Advertisement

Bay Meadows Jockey Had Past Weight Trouble

Share
TIMES STAFF WRITER

Ricky Frazier, the jockey whose incorrect postrace weight resulted in the disqualification of a horse finishing first in a $250,000 race last Sunday at Bay Meadows, has been fined by stewards on two previous occasions in the last 13 months for violations related to weight.

In September, 1989, the stewards at Bay Meadows fined Frazier $100 because of two weight problems.

Bob Novelli, clerk of scales at the track in San Mateo, Calif., reported to the stewards that Frazier attempted to be weighed before a race without holding all of the required riding equipment while on the scale.

Advertisement

Later the same day, Frazier was weighed before another race and was more than two pounds over the weight assigned his horse. The trainer of the horse, who is entitled to change jockeys if a rider is more than two pounds over, did not consent to Frazier riding his horse.

During an interview with Frazier, the stewards pointed out that he could have made the weight by using a smaller saddle. The weight a horse carries in a race consists of the jockey’s weight, the weight of the equipment--about four or five pounds--and lead weights that can be added if the combined weight of the jockey and the equipment is less than the assigned weight. Weights for horses are either arbitrarily assigned by the racing secretary, in the case of a handicap, or by the conditions of a race, which can be related to past performances and the age and sex of the horses.

In fining Frazier, the stewards warned him about future weight violations, and last May they fined him another $100 “for not doing (making) the reported weight.”

Frazier was using a larger saddle Sunday when he and Allijeba won the $250,000 Final Fourteen Stakes by a nose over Tex’s Zing. Allijeba was supposed to carry 126 pounds, but after the race, Novelli reported that the jockey’s weight was only 123 1/2. California rules say that after a race, a jockey and his equipment can’t be more than one pound under what the horse was assigned.

The stewards disqualified Allijeba from winning the $125,000 first-place purse, making Tex’s Zing the winner, and ordered the mutuel department to refund all money bet on Allijeba. Robert Allensworth, the owner of Allijeba, has appealed the stewards’ decision to the California Horse Racing Boad.

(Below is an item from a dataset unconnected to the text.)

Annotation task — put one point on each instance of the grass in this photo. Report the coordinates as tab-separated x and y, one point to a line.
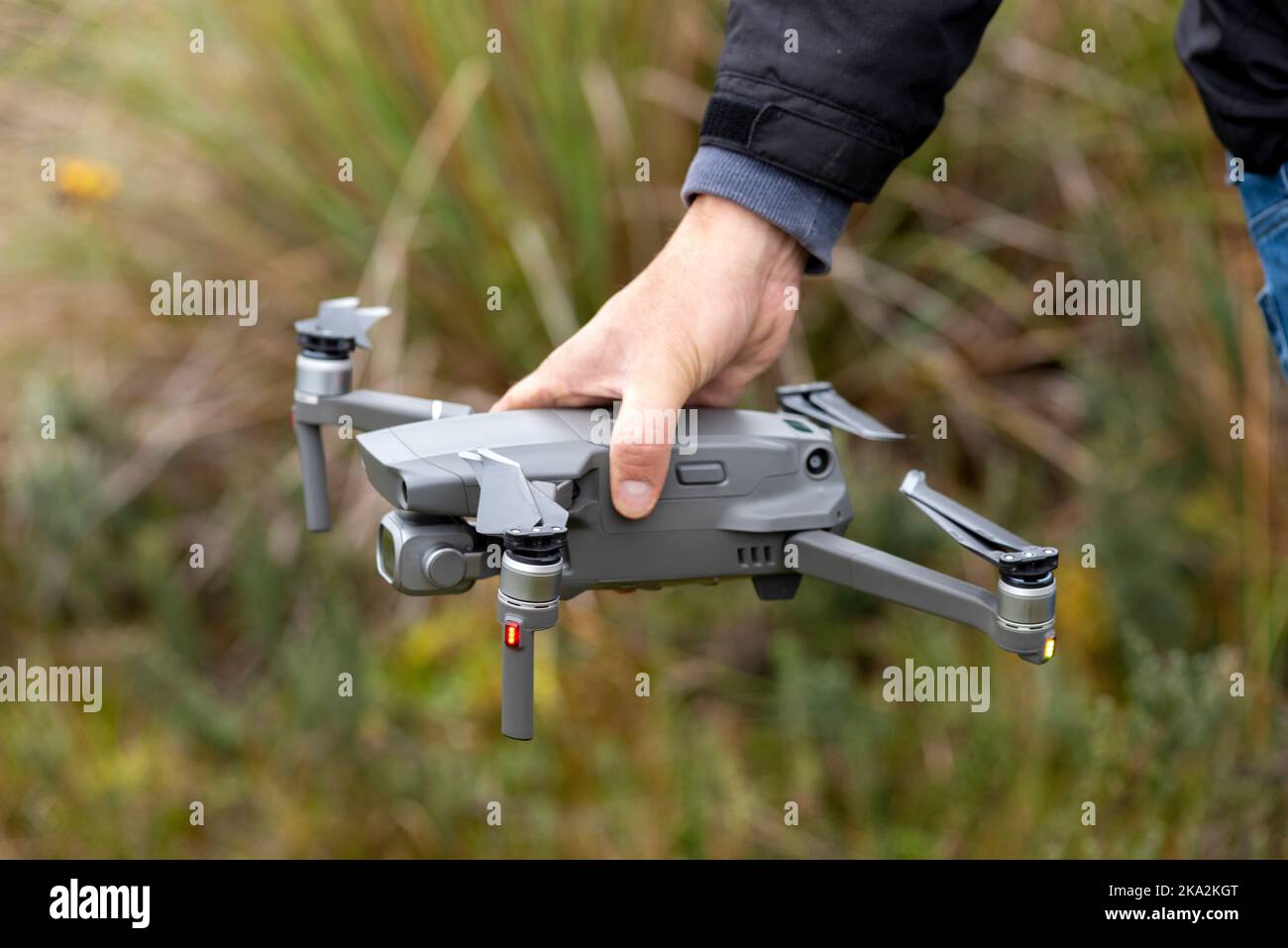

Frazier, 27, told Larry Robideaux Jr., Allijeba’s trainer, that he uses the larger saddle because the lead weights can be inserted into the top, near the horse’s withers. The standard place for the lead weights is in saddle pads on both sides of the horse. Some jockeys think that carrying the weight at the withers is better for a horse because of the center of gravity.

Advertisement

Robideaux said that, according to Frazier, the jockey has room for four pounds of lead underneath his saddle top, and he was carrying two pounds of lead in the Allijeba race.

Neither Frazier nor Novelli could be reached for comment Wednesday. Bay Meadows stewards said the race is still under investigation.